Laker stops rocking. She's breathing fast. She starts laughing wildly, crazily. I leave her bedside and run outside. I cry. In the photo Oyella's smile has gone and so has her face. Instead, there's a patch of grey. I stare at the sky. It's still blue, and the hospital still stands there.

'Oyella is dead,' I tell Okema that evening.

'I'm sorry,' he says and holds my hand. We sit close together on the veranda. It's another cold, starry night. I look up at the sky and see a full moon. Perhaps the gods up there are looking down at us and laughing at our misery.

'One day this will end,' Okema says.

'Yes,' I say hopelessly.

Today Laker smiles brightly when she sees me. She looks different now, with her hair cut and clean.

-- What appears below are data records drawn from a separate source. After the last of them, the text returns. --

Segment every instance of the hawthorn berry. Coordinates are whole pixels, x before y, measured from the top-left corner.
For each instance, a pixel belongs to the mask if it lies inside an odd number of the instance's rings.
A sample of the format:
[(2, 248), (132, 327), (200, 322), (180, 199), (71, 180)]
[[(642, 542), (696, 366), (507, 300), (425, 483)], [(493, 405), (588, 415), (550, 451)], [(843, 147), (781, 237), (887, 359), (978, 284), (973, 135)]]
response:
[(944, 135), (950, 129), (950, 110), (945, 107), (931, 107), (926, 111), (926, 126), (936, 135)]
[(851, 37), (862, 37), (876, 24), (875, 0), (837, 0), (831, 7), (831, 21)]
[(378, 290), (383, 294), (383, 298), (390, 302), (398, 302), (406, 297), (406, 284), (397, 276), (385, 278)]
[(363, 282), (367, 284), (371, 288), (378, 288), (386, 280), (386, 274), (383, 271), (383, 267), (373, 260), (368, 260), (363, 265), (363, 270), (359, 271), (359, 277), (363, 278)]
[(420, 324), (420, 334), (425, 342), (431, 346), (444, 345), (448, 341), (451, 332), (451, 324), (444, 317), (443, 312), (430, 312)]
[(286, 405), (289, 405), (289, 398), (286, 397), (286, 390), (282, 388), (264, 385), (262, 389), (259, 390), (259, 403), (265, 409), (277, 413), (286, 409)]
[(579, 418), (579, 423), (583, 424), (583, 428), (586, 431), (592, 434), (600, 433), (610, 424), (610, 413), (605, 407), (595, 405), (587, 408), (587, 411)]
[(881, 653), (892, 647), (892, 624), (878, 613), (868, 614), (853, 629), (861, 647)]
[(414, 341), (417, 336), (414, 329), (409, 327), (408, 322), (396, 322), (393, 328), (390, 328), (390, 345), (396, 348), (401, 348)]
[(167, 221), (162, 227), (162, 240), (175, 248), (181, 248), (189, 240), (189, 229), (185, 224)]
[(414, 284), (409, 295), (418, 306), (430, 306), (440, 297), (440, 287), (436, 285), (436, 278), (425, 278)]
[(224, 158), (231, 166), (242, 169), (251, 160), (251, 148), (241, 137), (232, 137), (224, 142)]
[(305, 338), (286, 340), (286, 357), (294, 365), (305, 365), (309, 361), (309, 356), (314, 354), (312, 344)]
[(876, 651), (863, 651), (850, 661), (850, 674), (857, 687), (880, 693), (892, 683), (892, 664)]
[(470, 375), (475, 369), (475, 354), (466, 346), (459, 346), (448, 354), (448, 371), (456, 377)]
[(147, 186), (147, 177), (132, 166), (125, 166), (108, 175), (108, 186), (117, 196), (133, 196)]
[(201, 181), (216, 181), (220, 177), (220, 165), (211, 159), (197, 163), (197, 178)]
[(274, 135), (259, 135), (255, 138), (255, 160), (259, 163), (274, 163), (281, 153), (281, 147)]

The wild look has gone. As I sit beside her, she touches the scar under my chin.

I help her off the bed. We walk slowly to the door and go outside, where we sit under the large mango tree. She likes it here, and lies on her back with her head on my knees. I don't know how long we sit there under the mango tree. We watch the sun disappear and see the shadows get longer as they fall on the hospital windows. Laker lifts her head and looks at me.

'What's that song we used to sing?' she asks.

I smile. 'Min latin do, tedo i dye wor... My mother is cooking at night,' I sing quietly.

She closes her eyes and listens to me. Then she opens her eyes. I feel her looking fixedly at my scar, then at my neck. She laughs lightly.

'Atita, bangle-necked Atita,' she whispers.

A smile comes to her lips, very slowly, it lights up, and burns brightly like a flame. She remembered!